ASGCA Past President Clyde Johnston (Clyde Johnston Designs) has a most unique connection to Arnold Palmer, ASGCA. And a specific momento that has been part of the Johnston family for seven decades was recently presented to Wake Forest College Birthplace Museum.
Palmer gave his Wake Forest College golf coach, Johnny Johnston, his 1950 Most Outstanding Golfer trophy, then promptly left that school to join the Coast Guard. Palmer had just lost his dearest friend and golf teammate, Buddy Worsham, in a tragic car accident, and the personal accolade was a too bittersweet reminder of their kinship.
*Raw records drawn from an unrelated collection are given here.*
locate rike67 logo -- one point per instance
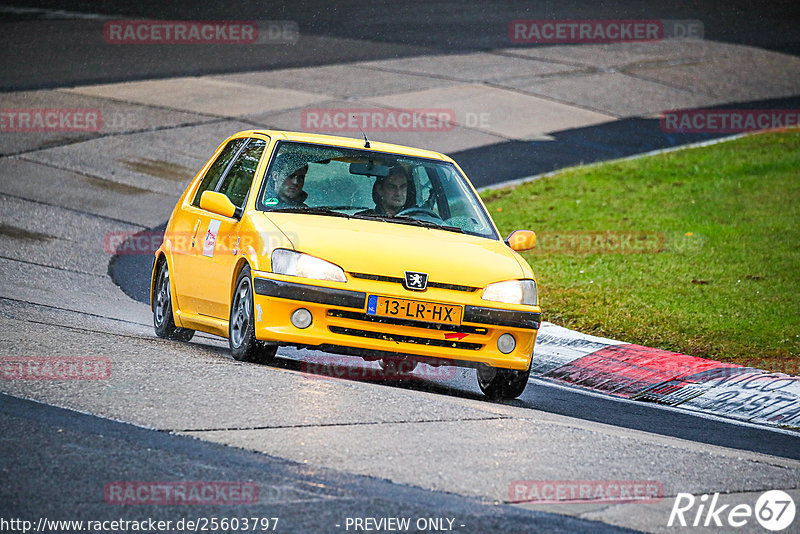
(774, 510)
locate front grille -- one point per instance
(394, 280)
(405, 339)
(405, 322)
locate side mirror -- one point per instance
(520, 240)
(217, 203)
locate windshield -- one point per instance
(395, 189)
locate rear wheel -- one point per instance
(163, 321)
(242, 328)
(502, 384)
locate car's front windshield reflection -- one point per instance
(318, 179)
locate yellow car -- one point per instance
(346, 246)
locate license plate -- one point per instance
(414, 310)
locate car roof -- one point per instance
(348, 142)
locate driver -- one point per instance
(390, 193)
(290, 192)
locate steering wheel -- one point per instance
(418, 210)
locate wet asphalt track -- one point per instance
(91, 449)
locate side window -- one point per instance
(240, 176)
(217, 169)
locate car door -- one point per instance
(217, 249)
(188, 235)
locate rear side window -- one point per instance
(240, 176)
(217, 169)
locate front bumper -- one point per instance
(340, 322)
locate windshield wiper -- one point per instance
(410, 221)
(312, 211)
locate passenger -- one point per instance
(391, 194)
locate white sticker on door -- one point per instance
(211, 238)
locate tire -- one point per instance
(163, 321)
(241, 325)
(502, 384)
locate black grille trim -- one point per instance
(493, 316)
(306, 293)
(405, 339)
(404, 322)
(394, 280)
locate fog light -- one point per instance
(506, 343)
(301, 318)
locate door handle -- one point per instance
(194, 232)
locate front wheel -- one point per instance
(241, 326)
(163, 321)
(502, 384)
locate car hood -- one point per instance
(389, 249)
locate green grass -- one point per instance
(725, 283)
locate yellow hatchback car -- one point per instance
(346, 246)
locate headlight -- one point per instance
(298, 264)
(512, 292)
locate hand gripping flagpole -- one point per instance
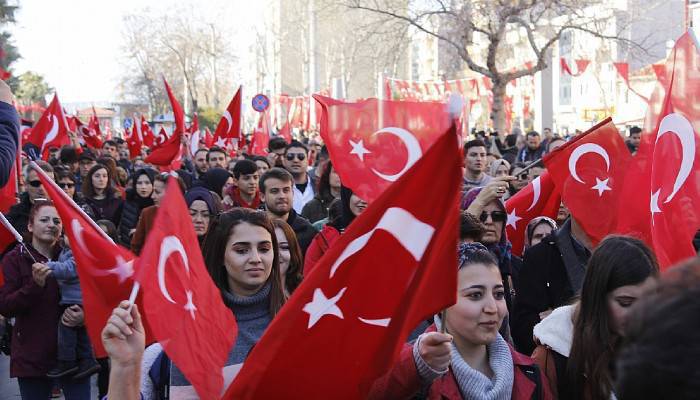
(16, 234)
(35, 167)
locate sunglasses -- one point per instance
(496, 216)
(300, 156)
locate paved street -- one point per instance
(8, 387)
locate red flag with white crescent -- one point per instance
(183, 305)
(104, 268)
(50, 130)
(589, 171)
(662, 192)
(373, 142)
(540, 198)
(346, 323)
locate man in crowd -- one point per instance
(296, 161)
(533, 149)
(276, 149)
(19, 213)
(216, 157)
(277, 194)
(633, 139)
(552, 273)
(109, 148)
(246, 193)
(475, 164)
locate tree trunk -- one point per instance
(498, 112)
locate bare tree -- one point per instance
(477, 30)
(190, 52)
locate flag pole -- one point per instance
(16, 234)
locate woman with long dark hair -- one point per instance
(291, 259)
(100, 194)
(31, 295)
(578, 343)
(138, 197)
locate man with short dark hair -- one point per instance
(277, 194)
(245, 193)
(216, 157)
(633, 139)
(533, 149)
(19, 213)
(276, 148)
(109, 147)
(296, 161)
(475, 165)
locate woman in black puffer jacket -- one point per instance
(138, 197)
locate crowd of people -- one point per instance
(567, 321)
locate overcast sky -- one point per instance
(76, 44)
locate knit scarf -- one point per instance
(473, 384)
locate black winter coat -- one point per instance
(302, 228)
(543, 283)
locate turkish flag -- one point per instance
(589, 171)
(182, 304)
(539, 198)
(261, 136)
(105, 269)
(230, 124)
(208, 137)
(394, 266)
(373, 142)
(178, 114)
(50, 130)
(134, 140)
(662, 196)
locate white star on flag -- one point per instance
(513, 219)
(221, 142)
(359, 149)
(321, 305)
(123, 269)
(190, 304)
(654, 204)
(601, 186)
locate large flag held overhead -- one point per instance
(589, 171)
(105, 269)
(373, 142)
(51, 130)
(662, 191)
(183, 306)
(539, 198)
(230, 124)
(394, 266)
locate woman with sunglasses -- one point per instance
(31, 295)
(486, 203)
(470, 360)
(138, 197)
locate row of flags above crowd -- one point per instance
(387, 152)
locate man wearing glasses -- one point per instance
(296, 161)
(19, 213)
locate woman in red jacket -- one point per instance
(470, 360)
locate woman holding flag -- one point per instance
(31, 295)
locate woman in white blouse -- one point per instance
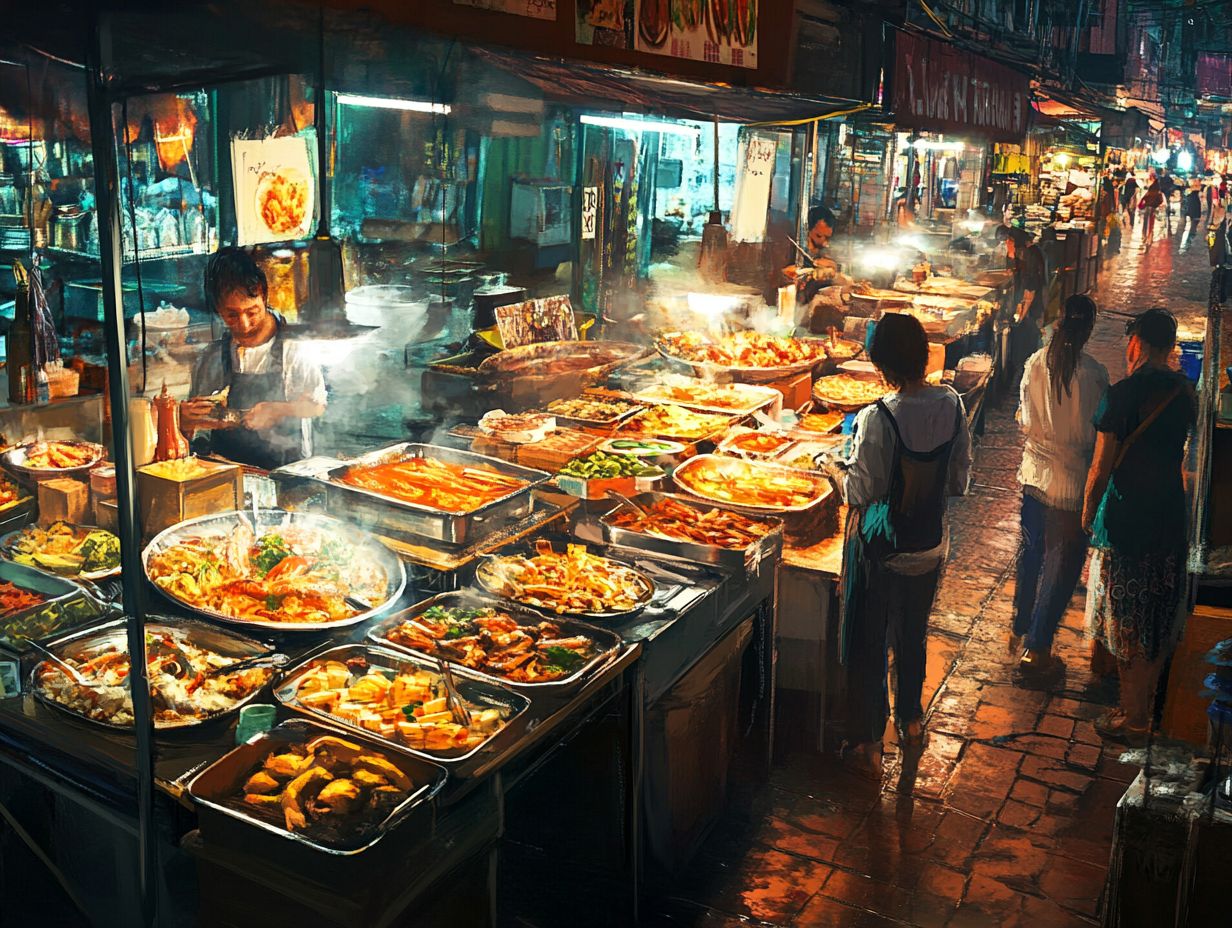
(1061, 391)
Johnston kept the trophy safe and cherished for over three decades, then upon his death in 1982 passed it to his son, golf course architect Clyde Johnston, who in turn has kept it safe and cherished in his office bookcase on Hilton Head Island.
Until this past spring, that is, when Johnston figured it was time for the trophy to go back home and to the museum that celebrates the origins of the Old Campus of the storied school.
“It has been an honor to be a steward of Mr. Palmer’s trophy, but it deserves to be shared with the thousands that are touched by his accomplishments, generosity and character,” says Johnston.
The trophy was accepted by Ed Morris, executive director of the Wake Forest Historical Museum & Wake Forest College Birthplace. Says Morris, “The town of Wake Forest is very grateful for the kind gesture from the Johnston family. The trophy will make a great addition to our museum case devoted to Arnold Palmer – a true place of honor.”
While Wake Forest College was founded in its namesake town in 1834, the campus was moved to Winston-Salem in 1956, where the school became a university.